Duke’s NCAA Tournament ends with a stinging loss to Tennessee

ORLANDO – There is no discernible pattern of bloodstains on the fluffy green carpet inside the Duke’s locker room. There are too many smudges to count, at least quickly: a small semicircle of smudges near the center of the room, a larger dot of them near Kyle Filipowski’s dresser. But they, as much silence in the tiny changing room, tell the story.

The simple version is this: Duke’s season is over, thanks to a 65-52 loss to No. 4 Tennessee in the second round of the NCAA Tournament. Jon Scheyer’s opening team—for all his accomplishments, an ACC championship and “one thing considered closed” away from the regular season—didn’t make it out of the first weekend. This, given the team’s 10-game winning streak going into Saturday, can count as nothing but disappointing. On paper, this team had all the makings of a trendy Final Four pick, especially with the friendly frontiers of Madison Square Garden waiting one win away.

That’s close.

“It hurts,” Cher said. “It’s going to be like this for a while.”

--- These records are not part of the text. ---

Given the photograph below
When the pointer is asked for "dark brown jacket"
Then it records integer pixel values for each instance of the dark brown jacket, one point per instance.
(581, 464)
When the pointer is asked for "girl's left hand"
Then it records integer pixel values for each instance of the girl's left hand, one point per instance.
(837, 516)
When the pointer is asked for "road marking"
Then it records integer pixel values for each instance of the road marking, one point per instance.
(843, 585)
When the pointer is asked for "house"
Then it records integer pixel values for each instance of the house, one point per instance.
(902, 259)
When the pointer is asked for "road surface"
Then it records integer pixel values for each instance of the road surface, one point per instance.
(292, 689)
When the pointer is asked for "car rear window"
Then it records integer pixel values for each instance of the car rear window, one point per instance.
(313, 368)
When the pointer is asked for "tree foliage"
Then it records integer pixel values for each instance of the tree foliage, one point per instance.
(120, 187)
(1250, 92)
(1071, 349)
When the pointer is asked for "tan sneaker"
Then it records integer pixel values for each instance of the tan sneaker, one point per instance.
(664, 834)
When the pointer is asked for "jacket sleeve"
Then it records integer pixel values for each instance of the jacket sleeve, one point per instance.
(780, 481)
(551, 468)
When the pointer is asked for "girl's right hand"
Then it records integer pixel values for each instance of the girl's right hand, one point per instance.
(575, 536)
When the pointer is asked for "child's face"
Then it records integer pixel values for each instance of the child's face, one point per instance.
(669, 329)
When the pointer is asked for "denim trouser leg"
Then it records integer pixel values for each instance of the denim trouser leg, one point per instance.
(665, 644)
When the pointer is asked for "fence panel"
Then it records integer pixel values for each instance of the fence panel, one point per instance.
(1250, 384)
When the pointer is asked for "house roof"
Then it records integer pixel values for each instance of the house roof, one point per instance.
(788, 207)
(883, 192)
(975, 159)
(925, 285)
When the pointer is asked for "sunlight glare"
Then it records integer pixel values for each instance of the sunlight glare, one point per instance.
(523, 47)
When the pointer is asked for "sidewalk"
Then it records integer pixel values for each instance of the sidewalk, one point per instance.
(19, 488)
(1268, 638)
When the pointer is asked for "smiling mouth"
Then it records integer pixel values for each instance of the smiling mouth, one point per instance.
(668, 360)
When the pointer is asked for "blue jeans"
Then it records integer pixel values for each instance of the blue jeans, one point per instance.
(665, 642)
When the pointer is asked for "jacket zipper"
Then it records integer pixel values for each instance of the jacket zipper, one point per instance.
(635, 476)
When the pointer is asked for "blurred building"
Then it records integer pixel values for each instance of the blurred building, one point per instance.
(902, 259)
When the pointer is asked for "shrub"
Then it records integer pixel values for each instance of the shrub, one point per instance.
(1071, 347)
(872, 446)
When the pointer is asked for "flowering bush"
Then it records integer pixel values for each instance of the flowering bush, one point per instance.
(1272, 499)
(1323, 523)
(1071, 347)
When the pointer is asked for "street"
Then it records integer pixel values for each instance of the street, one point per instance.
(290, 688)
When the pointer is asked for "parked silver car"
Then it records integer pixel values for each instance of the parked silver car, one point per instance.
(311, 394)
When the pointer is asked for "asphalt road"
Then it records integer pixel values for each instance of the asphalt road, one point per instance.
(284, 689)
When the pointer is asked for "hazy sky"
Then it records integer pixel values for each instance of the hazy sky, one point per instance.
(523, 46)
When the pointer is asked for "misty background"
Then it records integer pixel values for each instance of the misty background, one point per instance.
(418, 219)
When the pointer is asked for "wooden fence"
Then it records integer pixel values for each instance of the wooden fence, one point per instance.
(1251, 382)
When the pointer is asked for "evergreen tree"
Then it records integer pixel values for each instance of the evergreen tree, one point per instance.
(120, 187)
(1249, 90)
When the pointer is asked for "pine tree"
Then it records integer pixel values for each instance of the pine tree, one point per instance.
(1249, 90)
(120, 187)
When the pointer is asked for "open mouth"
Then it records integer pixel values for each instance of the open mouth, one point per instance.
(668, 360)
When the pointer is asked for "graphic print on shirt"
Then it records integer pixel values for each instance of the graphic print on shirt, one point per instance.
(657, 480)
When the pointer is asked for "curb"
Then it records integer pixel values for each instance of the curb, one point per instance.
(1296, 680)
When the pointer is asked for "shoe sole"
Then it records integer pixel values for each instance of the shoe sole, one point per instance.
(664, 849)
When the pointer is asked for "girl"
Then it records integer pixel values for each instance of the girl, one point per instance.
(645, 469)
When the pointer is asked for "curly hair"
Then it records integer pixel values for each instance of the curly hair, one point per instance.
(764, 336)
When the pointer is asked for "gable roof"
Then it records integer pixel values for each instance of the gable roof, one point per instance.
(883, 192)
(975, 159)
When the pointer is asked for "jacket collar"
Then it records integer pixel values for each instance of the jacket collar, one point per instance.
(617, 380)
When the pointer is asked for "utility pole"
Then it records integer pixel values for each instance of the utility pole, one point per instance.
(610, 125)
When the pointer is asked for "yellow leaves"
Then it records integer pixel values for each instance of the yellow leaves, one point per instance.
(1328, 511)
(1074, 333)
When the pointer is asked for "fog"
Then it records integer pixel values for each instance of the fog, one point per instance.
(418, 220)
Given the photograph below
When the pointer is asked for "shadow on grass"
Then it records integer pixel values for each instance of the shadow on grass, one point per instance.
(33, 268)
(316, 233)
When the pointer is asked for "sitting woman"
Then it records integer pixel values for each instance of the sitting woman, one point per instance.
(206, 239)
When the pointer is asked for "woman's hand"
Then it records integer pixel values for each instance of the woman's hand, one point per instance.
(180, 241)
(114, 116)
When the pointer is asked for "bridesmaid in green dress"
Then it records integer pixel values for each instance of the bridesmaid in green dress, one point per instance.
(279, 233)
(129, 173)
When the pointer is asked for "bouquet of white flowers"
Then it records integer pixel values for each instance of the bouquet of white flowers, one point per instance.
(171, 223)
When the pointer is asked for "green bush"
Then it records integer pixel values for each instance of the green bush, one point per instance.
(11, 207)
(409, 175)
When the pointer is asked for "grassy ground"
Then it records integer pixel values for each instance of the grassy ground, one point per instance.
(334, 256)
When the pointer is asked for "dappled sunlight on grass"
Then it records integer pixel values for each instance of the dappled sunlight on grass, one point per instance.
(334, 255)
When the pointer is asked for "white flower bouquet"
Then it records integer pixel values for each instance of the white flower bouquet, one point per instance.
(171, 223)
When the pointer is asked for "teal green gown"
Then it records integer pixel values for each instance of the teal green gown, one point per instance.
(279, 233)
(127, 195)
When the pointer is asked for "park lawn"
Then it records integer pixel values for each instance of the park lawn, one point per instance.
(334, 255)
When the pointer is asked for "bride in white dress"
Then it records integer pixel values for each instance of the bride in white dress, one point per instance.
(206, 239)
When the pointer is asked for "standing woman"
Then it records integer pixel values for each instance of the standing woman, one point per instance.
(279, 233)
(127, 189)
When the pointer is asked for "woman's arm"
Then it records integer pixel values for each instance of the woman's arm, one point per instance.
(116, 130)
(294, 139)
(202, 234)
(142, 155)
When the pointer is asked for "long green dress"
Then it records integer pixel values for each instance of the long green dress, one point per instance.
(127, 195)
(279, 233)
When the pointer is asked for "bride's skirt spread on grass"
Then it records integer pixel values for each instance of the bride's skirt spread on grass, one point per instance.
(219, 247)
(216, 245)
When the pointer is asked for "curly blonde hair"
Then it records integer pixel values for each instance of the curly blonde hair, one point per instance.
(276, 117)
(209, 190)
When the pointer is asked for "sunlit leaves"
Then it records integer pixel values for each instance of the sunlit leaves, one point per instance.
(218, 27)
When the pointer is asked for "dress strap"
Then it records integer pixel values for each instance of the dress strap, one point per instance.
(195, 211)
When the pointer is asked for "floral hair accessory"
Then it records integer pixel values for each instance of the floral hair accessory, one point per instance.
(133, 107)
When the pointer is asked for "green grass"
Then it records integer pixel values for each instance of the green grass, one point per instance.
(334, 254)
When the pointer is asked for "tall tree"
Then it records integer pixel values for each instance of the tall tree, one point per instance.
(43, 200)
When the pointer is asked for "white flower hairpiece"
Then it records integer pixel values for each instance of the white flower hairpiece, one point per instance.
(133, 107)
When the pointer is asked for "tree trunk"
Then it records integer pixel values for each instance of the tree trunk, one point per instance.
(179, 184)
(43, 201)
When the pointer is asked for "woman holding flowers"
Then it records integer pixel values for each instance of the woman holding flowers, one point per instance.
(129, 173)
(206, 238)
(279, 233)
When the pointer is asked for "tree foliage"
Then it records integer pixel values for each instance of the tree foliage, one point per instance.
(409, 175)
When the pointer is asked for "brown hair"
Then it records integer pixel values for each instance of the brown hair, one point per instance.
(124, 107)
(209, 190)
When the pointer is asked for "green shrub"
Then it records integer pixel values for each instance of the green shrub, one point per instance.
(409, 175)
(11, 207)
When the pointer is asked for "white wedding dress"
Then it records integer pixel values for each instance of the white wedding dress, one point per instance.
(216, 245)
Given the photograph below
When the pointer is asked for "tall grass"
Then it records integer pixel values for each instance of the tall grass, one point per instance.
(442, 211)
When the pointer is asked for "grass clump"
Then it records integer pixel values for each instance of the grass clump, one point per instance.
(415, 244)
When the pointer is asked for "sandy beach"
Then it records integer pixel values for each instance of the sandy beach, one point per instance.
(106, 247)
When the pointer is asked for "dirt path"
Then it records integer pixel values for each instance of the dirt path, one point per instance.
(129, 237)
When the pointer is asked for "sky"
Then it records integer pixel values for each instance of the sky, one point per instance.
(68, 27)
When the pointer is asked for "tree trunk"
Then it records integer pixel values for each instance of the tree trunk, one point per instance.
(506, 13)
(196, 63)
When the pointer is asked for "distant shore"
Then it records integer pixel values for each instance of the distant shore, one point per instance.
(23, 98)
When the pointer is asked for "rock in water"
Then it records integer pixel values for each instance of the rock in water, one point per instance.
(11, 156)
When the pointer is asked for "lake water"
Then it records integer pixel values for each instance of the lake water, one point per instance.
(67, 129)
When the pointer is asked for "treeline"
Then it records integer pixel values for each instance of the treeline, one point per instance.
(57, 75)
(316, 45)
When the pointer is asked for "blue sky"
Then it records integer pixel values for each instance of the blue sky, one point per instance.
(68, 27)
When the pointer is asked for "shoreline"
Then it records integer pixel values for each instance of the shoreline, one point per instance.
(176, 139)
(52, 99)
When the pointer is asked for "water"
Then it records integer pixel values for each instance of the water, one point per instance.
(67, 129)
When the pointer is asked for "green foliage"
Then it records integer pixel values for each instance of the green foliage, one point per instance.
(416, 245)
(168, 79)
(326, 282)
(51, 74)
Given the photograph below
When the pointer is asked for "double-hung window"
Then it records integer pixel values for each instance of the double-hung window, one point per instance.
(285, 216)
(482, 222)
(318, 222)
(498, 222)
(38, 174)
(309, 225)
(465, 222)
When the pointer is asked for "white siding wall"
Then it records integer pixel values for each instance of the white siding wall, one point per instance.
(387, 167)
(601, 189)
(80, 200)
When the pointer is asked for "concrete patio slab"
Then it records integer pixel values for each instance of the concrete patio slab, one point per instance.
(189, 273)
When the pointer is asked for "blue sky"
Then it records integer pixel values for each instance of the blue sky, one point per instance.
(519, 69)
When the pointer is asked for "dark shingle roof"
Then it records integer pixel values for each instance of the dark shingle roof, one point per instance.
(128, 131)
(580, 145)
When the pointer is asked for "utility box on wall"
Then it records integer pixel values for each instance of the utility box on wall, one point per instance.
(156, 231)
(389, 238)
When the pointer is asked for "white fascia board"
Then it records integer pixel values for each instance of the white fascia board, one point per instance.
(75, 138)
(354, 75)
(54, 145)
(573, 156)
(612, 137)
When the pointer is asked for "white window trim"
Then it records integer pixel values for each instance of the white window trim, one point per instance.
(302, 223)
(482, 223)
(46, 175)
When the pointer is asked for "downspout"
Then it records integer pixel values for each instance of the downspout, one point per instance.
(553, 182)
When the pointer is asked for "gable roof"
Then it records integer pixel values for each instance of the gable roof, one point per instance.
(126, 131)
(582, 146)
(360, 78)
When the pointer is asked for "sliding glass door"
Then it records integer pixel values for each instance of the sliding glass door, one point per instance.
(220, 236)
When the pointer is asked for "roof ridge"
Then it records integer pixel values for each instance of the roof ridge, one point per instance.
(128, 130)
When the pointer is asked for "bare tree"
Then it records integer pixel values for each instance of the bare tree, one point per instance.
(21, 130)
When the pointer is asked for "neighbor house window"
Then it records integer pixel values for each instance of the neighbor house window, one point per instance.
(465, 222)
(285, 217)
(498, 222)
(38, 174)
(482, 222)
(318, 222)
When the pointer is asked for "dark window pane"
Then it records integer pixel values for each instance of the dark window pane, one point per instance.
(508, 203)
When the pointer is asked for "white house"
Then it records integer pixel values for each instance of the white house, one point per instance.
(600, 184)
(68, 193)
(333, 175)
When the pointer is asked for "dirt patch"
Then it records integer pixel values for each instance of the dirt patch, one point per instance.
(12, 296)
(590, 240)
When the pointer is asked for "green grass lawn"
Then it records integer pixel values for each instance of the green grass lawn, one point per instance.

Part of that is because, in many ways, Tennessee is the reflection of Duke. According to KenPom, the Blue Devils are ranked first nationally in average length this season; Volunteers, on the other hand, were No. 1 in effective height. Both teams are practicing top 10 defenses and taller than the woods. the difference? Rick Barnes’ starting squad — especially without sophomore guard Zakai Ziegler, who finished the year with a torn ACL — has four seniors. On the other hand, Scheyer starts with four freshmen. Now, that means less and less over the course of the season, but there’s still something to be said for taking on a group of big, giant, grizzled men. “It’s definitely the most physical game we’ve had all season,” said young captain Jeremy Roach. “We felt like we knew it.”

However, knowing it and experiencing it firsthand are two completely different things. Tennessee literally teetered out of the tunnel. Less than a minute into the game, 7-foot-1 Uros Blavsic swung his elbow backwards at Filipowski while grabbing a rebound, immediately starting the charge for the next 39 minutes. Just six minutes later, that intensity escalated to another level, when Filipovski elbowed him under his left eye, causing fat to tear and spurt blood on the hardwood.

By that time, the line between boxing and basketball was blurring. (Fittingly, as the game went on, Duke’s coach José Fonseca had Filipowski’s face present like a certified cutting man in the ring.) It was a fistfight played on the basketball floor, basically.

Duke, as Mike Krzyzewski sure told those who surrounded him while watching him on TV, was “fired.” This was particularly the case given the sudden change in lineup at the last second; Freshman forward Mark Mitchell — the 6-foot-8 defensive stopper with a 7-foot wingspan, one of only two starters in every game up to this point along with Filipowski — was instead listed as questionable with a knee injury. Sher said the post game that Mitchell tweaked in practice Friday, but he still went through the warm-up trying to play, before he and the staff jointly determined he didn’t have the right rush. That was five minutes before the tip. “It was a little hectic, right before the game,” Scheer said.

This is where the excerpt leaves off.